Bon. Les news s'empilent dans un coin de mon cerveau comme du linge sale, et je culpabilise un peu de ne jamais vous en parler vraiment. Genre : je suis allée voir le nouveau Araki, et c'est ce matin, devant mes tartines de cottage cheese, que j'ai réalisé que je ne vous avais toujours rien dit. Dramatique. Le monde entier retient son souffle pour savoir ce que j'ai pensé d'un film sorti il y a un mois. Toutes mes excuses à la communauté internationale, je sais que vous avez souffert.
Bon bah écoutez, c'était très bien. Oui, un mois de retard, mais sincère, la review. Ça valait le coup d'attendre, tenez-vous bien. Plus sérieusement. Araki n'a plus rien à prouver à personne, et pourtant le voilà qui retrouve un peu son goût pour le sexe et les personnages complètement cramés. Bonne nouvelle pour un mec dont le cinéma entier tient dans la question «et si ces gens allaient encore un peu plus mal?». Les critiques, elles, sont divisées façon bataille de polochons. Certains trouvent ça trop sage, d'autres sont ravis qu'Araki revienne foutre le bordel dans le cinéma contemporain. Moi j'ai passé un super moment, ce qui est probablement la seule info qui compte dans ce paragraphe, gardez ça.
Et Olivia Wilde? Formidable, on va pas y aller par quatre chemins. Même Florence Pugh a dû l'admettre, ce qui est ma façon très subtile de faire vivre encore un peu le beef de la promo de Don't Worry Darling dans un texte qui, à la base, parle d'autre chose. J'y pense au moins une fois par jour, ce qui est beaucoup trop pour un événement qui n'a aucune, mais alors aucune incidence sur ma vie. Faut bien un hobby.
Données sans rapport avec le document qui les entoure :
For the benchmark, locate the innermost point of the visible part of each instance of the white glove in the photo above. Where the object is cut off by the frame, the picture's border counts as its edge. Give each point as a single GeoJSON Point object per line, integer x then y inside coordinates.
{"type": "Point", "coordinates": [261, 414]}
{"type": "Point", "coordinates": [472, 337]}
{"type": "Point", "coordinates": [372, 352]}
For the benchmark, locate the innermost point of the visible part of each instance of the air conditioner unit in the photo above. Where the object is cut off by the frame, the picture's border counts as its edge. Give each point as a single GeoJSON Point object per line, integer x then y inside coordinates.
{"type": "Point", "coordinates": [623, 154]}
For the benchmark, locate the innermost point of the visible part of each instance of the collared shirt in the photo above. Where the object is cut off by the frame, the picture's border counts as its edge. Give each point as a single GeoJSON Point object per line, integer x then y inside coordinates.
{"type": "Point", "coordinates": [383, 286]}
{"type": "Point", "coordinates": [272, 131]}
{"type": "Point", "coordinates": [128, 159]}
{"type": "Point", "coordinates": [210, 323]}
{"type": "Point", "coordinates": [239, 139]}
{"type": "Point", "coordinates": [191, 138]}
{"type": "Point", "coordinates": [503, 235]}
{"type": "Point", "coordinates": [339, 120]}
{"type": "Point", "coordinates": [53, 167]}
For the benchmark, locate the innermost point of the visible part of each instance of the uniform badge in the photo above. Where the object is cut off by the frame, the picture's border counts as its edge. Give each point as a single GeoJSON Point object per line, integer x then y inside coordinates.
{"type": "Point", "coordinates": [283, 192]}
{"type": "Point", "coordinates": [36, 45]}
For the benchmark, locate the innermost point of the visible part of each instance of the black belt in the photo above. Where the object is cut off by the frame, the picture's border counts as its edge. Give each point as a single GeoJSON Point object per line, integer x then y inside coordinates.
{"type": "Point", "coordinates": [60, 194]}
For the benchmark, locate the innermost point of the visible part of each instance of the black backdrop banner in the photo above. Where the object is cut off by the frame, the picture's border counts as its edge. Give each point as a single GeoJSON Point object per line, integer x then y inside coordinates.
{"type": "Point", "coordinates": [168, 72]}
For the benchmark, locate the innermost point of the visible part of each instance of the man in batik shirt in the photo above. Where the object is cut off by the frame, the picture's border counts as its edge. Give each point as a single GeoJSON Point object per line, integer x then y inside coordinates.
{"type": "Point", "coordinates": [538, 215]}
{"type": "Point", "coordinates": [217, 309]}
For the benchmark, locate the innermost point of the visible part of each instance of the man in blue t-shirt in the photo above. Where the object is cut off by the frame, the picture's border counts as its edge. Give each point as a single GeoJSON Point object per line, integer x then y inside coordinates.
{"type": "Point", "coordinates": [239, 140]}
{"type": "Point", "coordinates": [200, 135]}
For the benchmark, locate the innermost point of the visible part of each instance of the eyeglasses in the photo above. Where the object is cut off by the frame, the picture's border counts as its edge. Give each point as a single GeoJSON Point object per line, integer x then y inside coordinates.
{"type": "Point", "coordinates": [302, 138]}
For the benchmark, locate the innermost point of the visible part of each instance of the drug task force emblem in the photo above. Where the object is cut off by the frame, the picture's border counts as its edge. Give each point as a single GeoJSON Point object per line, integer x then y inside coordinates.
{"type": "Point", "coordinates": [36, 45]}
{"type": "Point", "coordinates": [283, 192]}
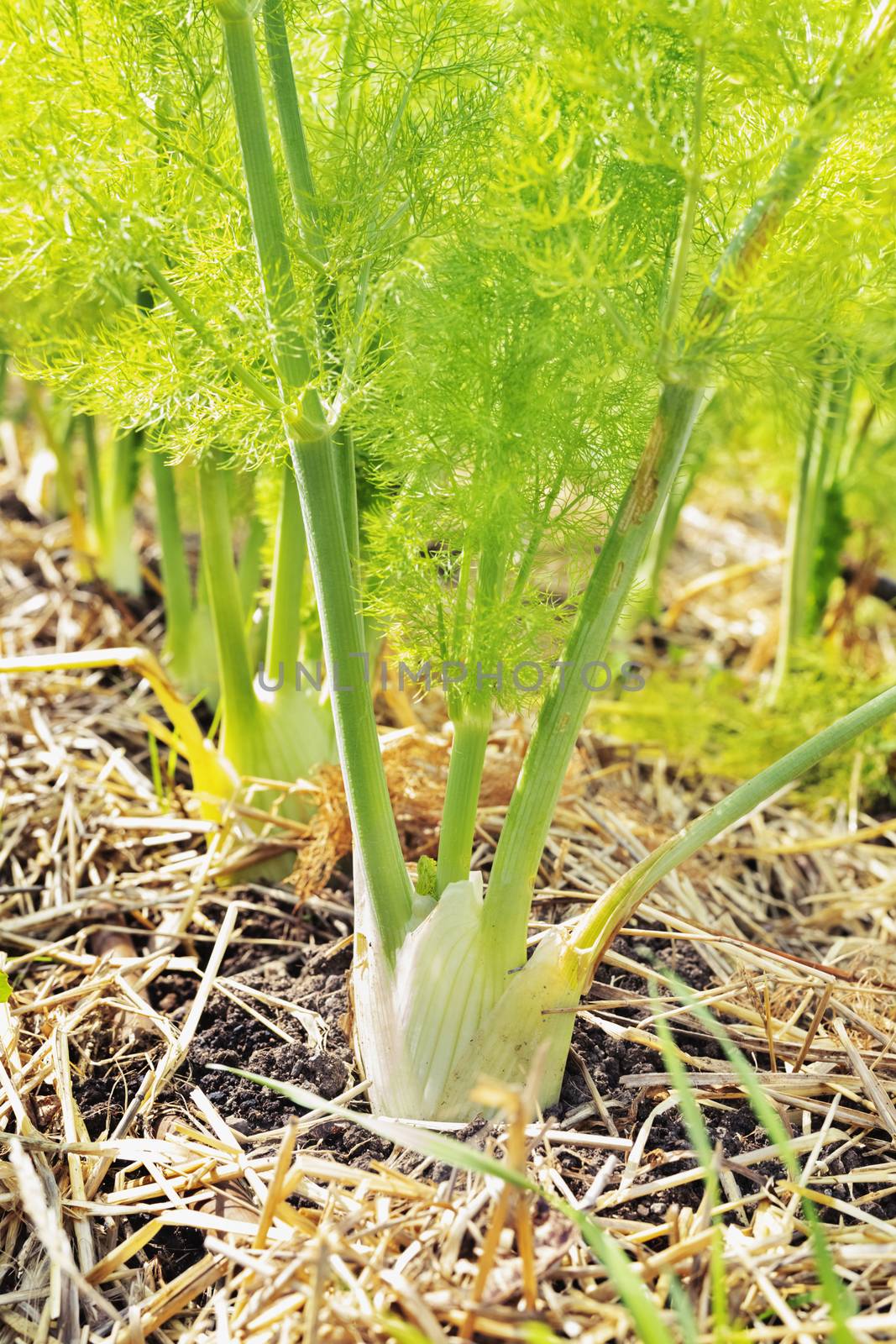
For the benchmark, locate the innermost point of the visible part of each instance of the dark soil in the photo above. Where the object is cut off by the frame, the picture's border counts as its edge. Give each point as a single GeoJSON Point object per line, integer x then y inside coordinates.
{"type": "Point", "coordinates": [312, 972]}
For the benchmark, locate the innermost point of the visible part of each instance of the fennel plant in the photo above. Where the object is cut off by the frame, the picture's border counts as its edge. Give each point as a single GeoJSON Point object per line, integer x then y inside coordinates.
{"type": "Point", "coordinates": [606, 201]}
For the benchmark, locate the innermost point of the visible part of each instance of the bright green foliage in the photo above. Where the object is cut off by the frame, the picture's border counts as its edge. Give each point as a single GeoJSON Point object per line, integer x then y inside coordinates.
{"type": "Point", "coordinates": [511, 252]}
{"type": "Point", "coordinates": [712, 723]}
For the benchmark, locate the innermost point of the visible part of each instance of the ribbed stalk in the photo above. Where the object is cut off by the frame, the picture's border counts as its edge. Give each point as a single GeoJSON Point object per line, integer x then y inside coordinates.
{"type": "Point", "coordinates": [817, 472]}
{"type": "Point", "coordinates": [120, 564]}
{"type": "Point", "coordinates": [222, 584]}
{"type": "Point", "coordinates": [376, 840]}
{"type": "Point", "coordinates": [521, 843]}
{"type": "Point", "coordinates": [175, 571]}
{"type": "Point", "coordinates": [463, 797]}
{"type": "Point", "coordinates": [537, 790]}
{"type": "Point", "coordinates": [298, 168]}
{"type": "Point", "coordinates": [301, 181]}
{"type": "Point", "coordinates": [96, 507]}
{"type": "Point", "coordinates": [284, 617]}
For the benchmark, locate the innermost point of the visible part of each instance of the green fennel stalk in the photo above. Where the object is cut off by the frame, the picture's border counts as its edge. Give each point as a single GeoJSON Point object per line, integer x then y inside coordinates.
{"type": "Point", "coordinates": [312, 450]}
{"type": "Point", "coordinates": [524, 833]}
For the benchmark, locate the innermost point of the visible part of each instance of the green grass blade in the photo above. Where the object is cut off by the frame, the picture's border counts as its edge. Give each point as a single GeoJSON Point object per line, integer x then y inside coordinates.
{"type": "Point", "coordinates": [835, 1292]}
{"type": "Point", "coordinates": [647, 1320]}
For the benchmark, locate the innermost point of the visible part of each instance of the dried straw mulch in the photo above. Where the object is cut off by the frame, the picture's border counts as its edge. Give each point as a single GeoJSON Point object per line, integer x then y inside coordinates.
{"type": "Point", "coordinates": [107, 890]}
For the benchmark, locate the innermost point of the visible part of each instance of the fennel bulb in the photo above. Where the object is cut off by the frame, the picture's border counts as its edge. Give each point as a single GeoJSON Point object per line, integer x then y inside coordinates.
{"type": "Point", "coordinates": [443, 1015]}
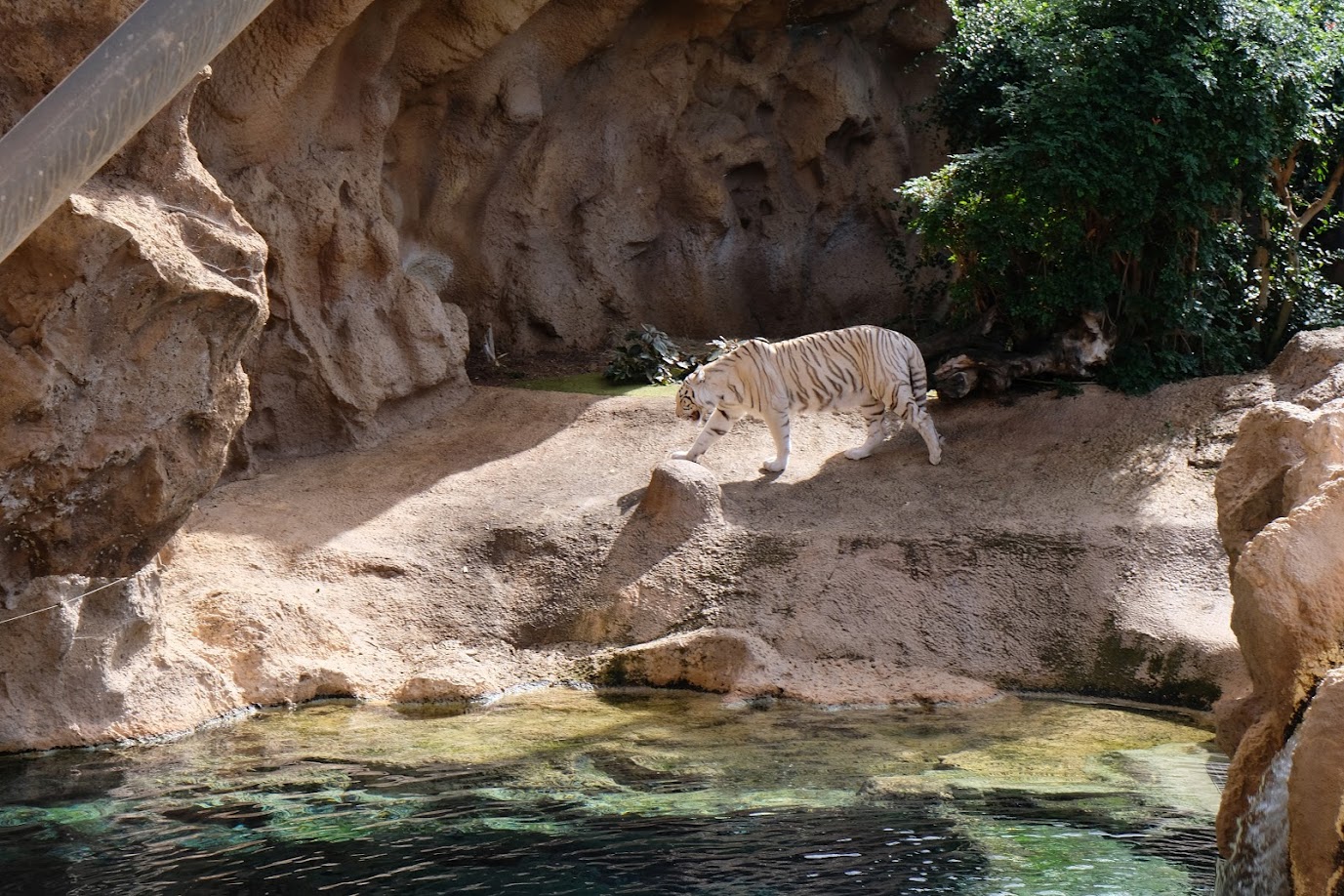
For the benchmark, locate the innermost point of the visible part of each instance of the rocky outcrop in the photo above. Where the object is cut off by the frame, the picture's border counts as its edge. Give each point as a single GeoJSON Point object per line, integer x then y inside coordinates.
{"type": "Point", "coordinates": [552, 171]}
{"type": "Point", "coordinates": [124, 318]}
{"type": "Point", "coordinates": [1281, 516]}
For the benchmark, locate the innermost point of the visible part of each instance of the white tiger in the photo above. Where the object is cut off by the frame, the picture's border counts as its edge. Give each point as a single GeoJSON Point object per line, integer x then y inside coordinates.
{"type": "Point", "coordinates": [870, 368]}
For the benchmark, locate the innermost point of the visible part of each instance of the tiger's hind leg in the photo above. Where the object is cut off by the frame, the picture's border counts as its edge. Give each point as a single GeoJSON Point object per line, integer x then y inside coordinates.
{"type": "Point", "coordinates": [778, 425]}
{"type": "Point", "coordinates": [876, 414]}
{"type": "Point", "coordinates": [919, 418]}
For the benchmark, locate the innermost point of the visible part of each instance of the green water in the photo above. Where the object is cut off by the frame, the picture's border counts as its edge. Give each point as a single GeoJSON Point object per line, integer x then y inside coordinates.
{"type": "Point", "coordinates": [574, 792]}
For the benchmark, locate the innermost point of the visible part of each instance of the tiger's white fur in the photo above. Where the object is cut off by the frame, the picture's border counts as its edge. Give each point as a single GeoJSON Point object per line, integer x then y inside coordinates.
{"type": "Point", "coordinates": [874, 370]}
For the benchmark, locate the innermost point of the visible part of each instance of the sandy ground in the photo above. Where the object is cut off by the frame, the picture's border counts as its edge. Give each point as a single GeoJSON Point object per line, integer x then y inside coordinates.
{"type": "Point", "coordinates": [1063, 543]}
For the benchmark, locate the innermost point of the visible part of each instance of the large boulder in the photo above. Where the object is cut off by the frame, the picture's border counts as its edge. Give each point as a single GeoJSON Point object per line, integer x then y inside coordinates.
{"type": "Point", "coordinates": [1281, 514]}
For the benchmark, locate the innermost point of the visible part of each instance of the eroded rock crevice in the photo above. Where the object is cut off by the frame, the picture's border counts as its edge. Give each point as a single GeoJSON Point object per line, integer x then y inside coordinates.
{"type": "Point", "coordinates": [1281, 517]}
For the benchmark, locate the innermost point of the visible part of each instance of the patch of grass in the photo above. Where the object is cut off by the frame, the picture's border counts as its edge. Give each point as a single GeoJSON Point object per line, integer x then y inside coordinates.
{"type": "Point", "coordinates": [592, 385]}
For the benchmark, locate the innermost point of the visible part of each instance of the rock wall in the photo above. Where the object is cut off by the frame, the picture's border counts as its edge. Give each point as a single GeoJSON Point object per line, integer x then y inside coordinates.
{"type": "Point", "coordinates": [406, 174]}
{"type": "Point", "coordinates": [554, 171]}
{"type": "Point", "coordinates": [1281, 517]}
{"type": "Point", "coordinates": [124, 320]}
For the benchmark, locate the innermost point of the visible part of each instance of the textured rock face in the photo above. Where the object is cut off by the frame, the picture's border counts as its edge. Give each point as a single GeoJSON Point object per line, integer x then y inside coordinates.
{"type": "Point", "coordinates": [124, 320]}
{"type": "Point", "coordinates": [1281, 514]}
{"type": "Point", "coordinates": [552, 171]}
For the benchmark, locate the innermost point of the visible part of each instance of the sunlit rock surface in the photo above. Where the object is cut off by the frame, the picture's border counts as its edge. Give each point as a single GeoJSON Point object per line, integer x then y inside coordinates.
{"type": "Point", "coordinates": [1281, 513]}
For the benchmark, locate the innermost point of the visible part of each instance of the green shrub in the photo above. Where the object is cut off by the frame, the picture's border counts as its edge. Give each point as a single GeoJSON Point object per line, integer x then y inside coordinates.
{"type": "Point", "coordinates": [648, 355]}
{"type": "Point", "coordinates": [1152, 160]}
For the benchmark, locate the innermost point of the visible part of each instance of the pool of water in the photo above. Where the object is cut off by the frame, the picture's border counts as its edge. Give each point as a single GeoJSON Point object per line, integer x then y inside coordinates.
{"type": "Point", "coordinates": [577, 792]}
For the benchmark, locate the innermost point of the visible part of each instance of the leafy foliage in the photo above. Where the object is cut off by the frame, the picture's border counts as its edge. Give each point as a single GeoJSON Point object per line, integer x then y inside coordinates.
{"type": "Point", "coordinates": [648, 355]}
{"type": "Point", "coordinates": [1145, 159]}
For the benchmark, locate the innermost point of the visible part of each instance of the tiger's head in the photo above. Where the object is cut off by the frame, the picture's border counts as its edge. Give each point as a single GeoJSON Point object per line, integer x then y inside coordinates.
{"type": "Point", "coordinates": [688, 407]}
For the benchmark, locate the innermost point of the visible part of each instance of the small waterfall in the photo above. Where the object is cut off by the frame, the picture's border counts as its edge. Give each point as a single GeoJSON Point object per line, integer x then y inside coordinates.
{"type": "Point", "coordinates": [1258, 866]}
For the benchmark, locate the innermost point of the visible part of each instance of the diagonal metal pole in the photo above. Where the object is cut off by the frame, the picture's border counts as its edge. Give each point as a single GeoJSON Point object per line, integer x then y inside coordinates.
{"type": "Point", "coordinates": [100, 105]}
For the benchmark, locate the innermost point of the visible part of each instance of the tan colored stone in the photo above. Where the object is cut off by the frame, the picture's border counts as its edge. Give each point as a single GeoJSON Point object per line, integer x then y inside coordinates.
{"type": "Point", "coordinates": [1281, 514]}
{"type": "Point", "coordinates": [1316, 790]}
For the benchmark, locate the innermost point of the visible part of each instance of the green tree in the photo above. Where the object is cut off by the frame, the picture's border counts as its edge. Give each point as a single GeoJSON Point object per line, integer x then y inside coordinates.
{"type": "Point", "coordinates": [1108, 156]}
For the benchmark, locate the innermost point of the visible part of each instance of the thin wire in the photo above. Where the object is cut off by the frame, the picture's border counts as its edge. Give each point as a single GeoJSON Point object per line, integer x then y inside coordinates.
{"type": "Point", "coordinates": [67, 600]}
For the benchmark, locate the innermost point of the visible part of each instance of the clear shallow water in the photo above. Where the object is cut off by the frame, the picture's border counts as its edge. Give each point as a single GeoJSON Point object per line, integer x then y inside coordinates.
{"type": "Point", "coordinates": [567, 792]}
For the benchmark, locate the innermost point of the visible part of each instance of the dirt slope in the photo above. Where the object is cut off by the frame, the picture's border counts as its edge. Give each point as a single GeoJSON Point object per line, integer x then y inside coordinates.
{"type": "Point", "coordinates": [1063, 543]}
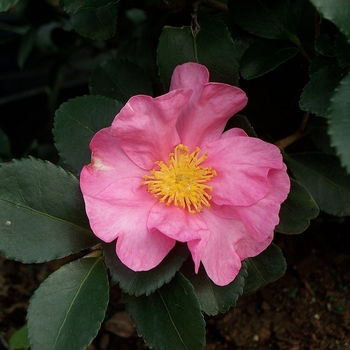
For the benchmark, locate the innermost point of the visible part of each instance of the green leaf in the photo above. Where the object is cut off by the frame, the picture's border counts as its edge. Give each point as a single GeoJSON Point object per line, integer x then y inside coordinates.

Sinon la rentrée arrive, donc forcément, sorties de livres. J'en mets trois de côté parce que j'essaie d'être raisonnable et de finir ceux qui attendent déjà (oui, j'ai décidé de devenir quelqu'un qui termine ses livres). Pour l'instant je suis surtout quelqu'un qui a pris une décision. C'est un début. Le triptyque en question, chez Le Gospel Éditions. Les Quelques unes d'Amélie Hamad, Châteaux de cartes de Marie Delta, et Déchirer le brouillard de Pauline Le Gall. J'en reparlerai sûrement sur le Bad Girls Book Club, mais autant vous le dire tout de suite: commandez-les les yeux fermés. Sauf celui de Pauline Le Gall, pas encore, il faudra patienter un peu, visiblement.
Et sinon je suis en train de quitter mentalement l'ambiance août pour basculer direct en mode septembre. Aucune idée du moment exact où c'est arrivé. Y'a quatre jours j'étais encore en terrasse imaginaire, verre à la main, et là d'un coup j'ai envie de pizza, de plaid et de pluie. Peut-être parce qu'il pleut depuis trois jours, cela dit. J'aime la pluie et l'humidité, venez me faire un procès si ça vous chante.
J'ai aussi repris Interview with the Vampire en cours de route, parce que les meilleures adaptations de vampires sont celles avec des concerts de rock et des pantalons de cuir. Règle que je viens d'inventer à l'instant mais qui me semble solide comme du béton. Je veux des vampires qui traînent des problèmes de famille depuis trois siècles, des gens qui regardent par la fenêtre avec une intensité complètement disproportionnée, et une bande-son qui donne envie de prendre de très mauvaises décisions.
Bref. Pour cette rentrée qui n'en est pas encore vraiment une, entre la pluie, les pizzas, les vampires en pantalon de cuir et mes tartines de cottage cheese, j'ai au moins une bande-son. C'est déjà pas mal.